In 2023 I turned my attention to a different family line. Now I am back on the Buchans. It would not surprise anyone to know that very few DNA test takers know their pedigree, correctly, back to their x4 or x5 great grandparents. But this is what is needed to trace at least a good number of matches back to either Buchans or Johnstons in late 18th century Scotland. How many is a good number? I would like more than twenty to be convincing.

These matches are going to be at the bottom of the Ancestry list, and thus far I have not added in MyHeritage, 23andMe or Living DNA matches into this big match list.  Although I have put them on the Buchan DNA tree.

Proposing the Buchan family of Newbattle (and Dalkeith) as possibly related to us, I have spent a lot of time doing 'Descendancy research' on these Buchan families. All that I learn I have added to my Ancestry tree, McGuiness Ellison Working Tree 2023, which is public.
See the Big Documentation Push to find out how I am going about becoming confident that the families I will be looking for in the 300-strong group are the correct ones. 

I have no handle on the Johnston families. James Johnston and Mary Bowstie had one other daughter according to ScotlandPeople records, and she married a Brotherton. So far no match mentions Brotherton in their pedigrees. But we are a long way back now, and I am hoping that they just don't know their pedigrees well enough.
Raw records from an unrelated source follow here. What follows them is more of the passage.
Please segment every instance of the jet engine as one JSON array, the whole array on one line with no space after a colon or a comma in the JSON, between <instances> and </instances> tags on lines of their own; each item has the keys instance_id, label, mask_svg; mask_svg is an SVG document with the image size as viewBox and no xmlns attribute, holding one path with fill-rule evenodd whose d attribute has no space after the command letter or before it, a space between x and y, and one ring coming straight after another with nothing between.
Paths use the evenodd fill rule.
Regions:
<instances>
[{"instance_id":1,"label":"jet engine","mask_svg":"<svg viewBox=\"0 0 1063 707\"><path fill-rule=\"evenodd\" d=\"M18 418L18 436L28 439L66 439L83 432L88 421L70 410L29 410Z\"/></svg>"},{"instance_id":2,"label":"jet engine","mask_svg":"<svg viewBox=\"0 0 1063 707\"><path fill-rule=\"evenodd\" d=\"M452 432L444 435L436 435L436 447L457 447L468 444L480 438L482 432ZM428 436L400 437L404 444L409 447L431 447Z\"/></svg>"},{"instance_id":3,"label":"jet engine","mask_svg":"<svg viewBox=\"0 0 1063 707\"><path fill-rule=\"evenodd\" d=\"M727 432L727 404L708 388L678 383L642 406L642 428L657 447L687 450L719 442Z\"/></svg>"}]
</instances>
A large Johnston family lived next door to the Buchans in Newlandrig, but I do not think any of the children have descendants!

Breaking news - I found a match named Brotherton on Gedmatch on 1 July 2024 - yet to be further investigated.
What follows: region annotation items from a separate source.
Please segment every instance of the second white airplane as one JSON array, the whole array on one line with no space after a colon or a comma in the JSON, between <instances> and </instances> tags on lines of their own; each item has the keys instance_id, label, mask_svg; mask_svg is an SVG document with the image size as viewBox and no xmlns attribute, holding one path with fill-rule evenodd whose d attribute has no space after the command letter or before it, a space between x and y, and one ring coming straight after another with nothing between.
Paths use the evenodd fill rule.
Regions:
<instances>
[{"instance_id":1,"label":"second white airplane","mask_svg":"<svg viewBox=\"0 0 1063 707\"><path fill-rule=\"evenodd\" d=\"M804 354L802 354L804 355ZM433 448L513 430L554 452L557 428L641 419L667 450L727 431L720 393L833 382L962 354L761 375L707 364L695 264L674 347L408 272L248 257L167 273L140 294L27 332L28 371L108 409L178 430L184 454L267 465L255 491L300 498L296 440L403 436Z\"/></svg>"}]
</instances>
The steps I will take are these:
  • rank the 300-ish match list by cM value
  • rank them then by availability of trees
  • from the top, work back their Scottish lines (if there are any) to Midlothian in particular, but also to Aberdeen, Perthshire or Angus where most Buchans come from
  • As soon as I can link two separate matches together, ie to a common ancestral couple, I will focus on that couple to push them back to the necessary time frame
  • 300+ is a lot of matches, but there is no other way
  • I could propose that half are Buchan and half are Johnston, so I could look for which matches seem to share the same piece of DNA, since it will often be just one piece of DNA at such low cM levels. If I can 'clump' together any of them in this way I could focus on that small group
As I write this late June 2024, I am still waiting to receive the "matches of matches" information that is being rolled out by Ancestry. How this might help me I am not sure.